246 Views Asked by At

when I run a UPC code over a network of 2 nodes, with -v option enabled to give me detailed information of execution, I notice that the master node (glitch.rutgers.edu) tries to connect to itself as opposed to connect to it's neighbouring nodes.

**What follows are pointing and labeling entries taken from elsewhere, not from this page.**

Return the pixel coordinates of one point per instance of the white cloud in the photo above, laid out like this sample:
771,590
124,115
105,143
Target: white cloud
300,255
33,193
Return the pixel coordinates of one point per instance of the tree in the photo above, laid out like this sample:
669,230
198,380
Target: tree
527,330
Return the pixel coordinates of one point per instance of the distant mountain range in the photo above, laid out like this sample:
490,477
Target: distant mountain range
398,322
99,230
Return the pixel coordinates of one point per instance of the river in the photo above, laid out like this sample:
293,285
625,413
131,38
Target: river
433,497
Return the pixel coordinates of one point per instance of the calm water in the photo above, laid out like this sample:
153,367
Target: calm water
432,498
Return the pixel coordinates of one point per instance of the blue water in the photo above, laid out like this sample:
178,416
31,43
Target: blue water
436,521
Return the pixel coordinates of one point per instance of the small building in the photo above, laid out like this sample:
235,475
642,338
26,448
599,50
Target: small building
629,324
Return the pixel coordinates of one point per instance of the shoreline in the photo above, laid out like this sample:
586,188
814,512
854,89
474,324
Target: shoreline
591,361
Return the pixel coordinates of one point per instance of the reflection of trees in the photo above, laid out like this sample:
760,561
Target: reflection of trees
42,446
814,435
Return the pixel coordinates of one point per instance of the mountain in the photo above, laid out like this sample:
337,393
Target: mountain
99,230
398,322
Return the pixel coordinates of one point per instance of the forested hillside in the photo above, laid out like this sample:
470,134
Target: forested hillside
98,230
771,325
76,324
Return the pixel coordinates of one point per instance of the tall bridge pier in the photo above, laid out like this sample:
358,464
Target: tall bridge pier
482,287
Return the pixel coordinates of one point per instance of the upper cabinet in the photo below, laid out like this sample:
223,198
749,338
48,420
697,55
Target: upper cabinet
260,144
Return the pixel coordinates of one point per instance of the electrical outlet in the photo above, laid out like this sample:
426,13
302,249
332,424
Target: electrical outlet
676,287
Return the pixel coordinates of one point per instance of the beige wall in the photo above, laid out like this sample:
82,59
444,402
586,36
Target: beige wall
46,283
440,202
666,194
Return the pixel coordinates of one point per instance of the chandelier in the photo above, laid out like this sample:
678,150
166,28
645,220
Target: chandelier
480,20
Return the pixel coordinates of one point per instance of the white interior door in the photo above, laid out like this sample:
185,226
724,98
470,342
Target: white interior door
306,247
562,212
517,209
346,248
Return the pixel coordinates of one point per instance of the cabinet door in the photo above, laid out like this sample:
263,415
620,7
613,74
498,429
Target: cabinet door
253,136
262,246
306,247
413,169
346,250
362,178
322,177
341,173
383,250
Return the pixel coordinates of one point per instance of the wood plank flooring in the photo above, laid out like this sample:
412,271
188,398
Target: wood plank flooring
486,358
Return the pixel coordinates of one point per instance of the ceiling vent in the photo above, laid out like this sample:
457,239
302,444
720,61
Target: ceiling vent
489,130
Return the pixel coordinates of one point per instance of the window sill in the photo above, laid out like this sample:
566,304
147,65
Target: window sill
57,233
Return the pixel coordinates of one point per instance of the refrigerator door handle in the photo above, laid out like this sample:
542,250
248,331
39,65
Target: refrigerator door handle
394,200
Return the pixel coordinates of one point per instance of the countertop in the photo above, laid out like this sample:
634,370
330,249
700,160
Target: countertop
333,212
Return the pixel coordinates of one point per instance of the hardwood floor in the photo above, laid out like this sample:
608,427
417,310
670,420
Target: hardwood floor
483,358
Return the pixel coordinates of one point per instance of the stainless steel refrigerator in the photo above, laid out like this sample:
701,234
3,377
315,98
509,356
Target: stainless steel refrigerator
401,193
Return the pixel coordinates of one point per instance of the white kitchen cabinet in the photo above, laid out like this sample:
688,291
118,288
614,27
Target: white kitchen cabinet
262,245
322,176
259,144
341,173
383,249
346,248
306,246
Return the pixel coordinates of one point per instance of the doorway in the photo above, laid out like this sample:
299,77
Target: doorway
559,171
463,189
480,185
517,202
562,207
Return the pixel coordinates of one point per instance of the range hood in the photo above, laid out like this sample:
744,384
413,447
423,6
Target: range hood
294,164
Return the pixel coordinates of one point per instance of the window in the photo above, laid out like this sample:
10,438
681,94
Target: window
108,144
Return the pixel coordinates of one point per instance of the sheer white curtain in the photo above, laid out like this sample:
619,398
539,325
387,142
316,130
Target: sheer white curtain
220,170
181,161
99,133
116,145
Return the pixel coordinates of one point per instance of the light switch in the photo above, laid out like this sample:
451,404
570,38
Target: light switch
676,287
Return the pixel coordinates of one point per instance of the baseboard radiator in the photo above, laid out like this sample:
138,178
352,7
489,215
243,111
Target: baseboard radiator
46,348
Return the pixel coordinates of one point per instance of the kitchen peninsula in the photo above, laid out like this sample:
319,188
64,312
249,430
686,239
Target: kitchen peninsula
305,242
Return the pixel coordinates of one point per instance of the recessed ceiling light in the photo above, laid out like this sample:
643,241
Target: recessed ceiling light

/usr/bin/rsh glitch.rutgers.edu -l sharatds -n '/usr/bin/env'
'GASNET_MAX_SEGSIZE='74344KB'' 'GASNET_VERBOSEENV='1'' '/cac/u01/sharatds/UPC_Tests/./upcMatrxMultplction_mpi' glitch.rutgers.edu 41449 \-p4amslave \-p4yourname glitch.rutgers.edu \-p4rmrank 1
    glitch.rutgers.edu: Connection refused
    p0_5078:  p4_error: Child process exited while making connection to remote process on glitch.rutgers.edu: 0
    p0_5078: (45.046875) net_send: could not write to fd=4, errno = 32
    gasnetrun: unlinking gasnetrun_mpi-temp-4813/rsh gasnetrun_mpi-temp-4813/ssh gasnetrun_mpi-temp-4813/mpirun-rsh gasnetrun_mpi-temp-4813/mpirun-tmp

Why is this happening ? Any changes to the configuration should set this right ?

Thanks for your help

1

There are 1 best solutions below

0
On BEST ANSWER

this error is likely from rsh...you can confirm this by trying to run an rsh command from the master node back to itself like "rsh glitch pwd" (my guess is this will prompt you for a password).